I have been looking at the renormalisation of QED and been using Peskin & Schroeder. I understand (I think) what is going on, but I am slightly confused over 2 issues:

1. In the new feynman rules from the counterterms, the feynman diagrams all have a small circle with a cross in them.....what do these represent? (P&S p332, fig 10.4)

2. why do we need the renormalization conditions? (P&S p331-331 eq 10.40)

Help would be much appreciated!

Thanks

DarMM
Gold Member
For question 1., the circles represent the counter-terms themselves.

For question 2., the renormalization conditions are required to fix the counterterms. For example the bare mass in the Lagrangian is $$m_{0}$$. We split this into the physical mass and the counterterm, $$m_{0} = m + \delta m$$. However you need the figure out what $$\delta m$$ should be so that the physical mass is $$m$$. The physical mass being $$m$$ means that $$\Sigma(m^{2}) = 0$$. This provides you with the equation you need to obtain $$\delta m$$.
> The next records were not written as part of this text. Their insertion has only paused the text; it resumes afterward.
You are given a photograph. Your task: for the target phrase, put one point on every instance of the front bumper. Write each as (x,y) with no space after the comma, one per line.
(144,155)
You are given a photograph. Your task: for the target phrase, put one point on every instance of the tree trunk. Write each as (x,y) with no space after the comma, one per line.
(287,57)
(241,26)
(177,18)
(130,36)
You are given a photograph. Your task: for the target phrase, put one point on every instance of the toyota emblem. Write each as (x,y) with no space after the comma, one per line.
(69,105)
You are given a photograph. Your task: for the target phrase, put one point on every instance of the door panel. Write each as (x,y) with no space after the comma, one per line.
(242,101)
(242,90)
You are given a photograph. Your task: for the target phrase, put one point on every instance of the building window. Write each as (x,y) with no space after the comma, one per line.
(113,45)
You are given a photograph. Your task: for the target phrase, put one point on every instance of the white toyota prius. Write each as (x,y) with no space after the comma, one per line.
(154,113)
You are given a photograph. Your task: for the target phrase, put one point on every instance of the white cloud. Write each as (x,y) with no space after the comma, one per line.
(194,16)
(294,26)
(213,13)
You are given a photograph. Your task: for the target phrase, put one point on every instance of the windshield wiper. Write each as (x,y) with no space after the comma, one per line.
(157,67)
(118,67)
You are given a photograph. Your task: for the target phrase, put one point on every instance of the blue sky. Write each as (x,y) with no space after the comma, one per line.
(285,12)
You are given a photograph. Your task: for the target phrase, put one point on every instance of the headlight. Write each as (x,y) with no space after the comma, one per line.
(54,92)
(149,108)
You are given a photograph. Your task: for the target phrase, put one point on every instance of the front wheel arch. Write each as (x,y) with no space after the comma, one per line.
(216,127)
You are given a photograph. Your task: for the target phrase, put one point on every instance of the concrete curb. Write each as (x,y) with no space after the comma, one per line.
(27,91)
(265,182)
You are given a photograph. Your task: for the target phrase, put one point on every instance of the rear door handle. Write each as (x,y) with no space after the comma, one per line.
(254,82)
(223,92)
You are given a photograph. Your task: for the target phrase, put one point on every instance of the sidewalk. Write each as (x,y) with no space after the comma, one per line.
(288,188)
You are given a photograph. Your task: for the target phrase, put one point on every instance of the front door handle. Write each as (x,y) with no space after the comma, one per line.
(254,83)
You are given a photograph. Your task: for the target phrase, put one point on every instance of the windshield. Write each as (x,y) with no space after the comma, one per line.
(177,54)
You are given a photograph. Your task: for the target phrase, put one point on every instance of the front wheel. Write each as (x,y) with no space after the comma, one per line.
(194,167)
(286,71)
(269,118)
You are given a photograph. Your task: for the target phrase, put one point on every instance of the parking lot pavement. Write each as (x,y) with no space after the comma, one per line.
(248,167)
Thanks for clearing up question 2, but as for question 1, by "representing the counterterms themselves" do you mean that it represents all the contributions that are taken into account?

DarMM
The black circle with for the interaction vertex represents $$\delta \lambda$$ to all orders. At a given order of perturbation theory it can only stand for $$\delta \lambda$$ to that order or less. For instance let's say you were computing at third order, you could have a diagram with one normal interaction vertex and one counter-term interaction vertex, the counter-term vertex will contain the counter-term to second order, so you will get $$\lambda$$ from the usual vertex and $$\lambda^{2}$$ from the counter-term vertex, giving you a third order contribution.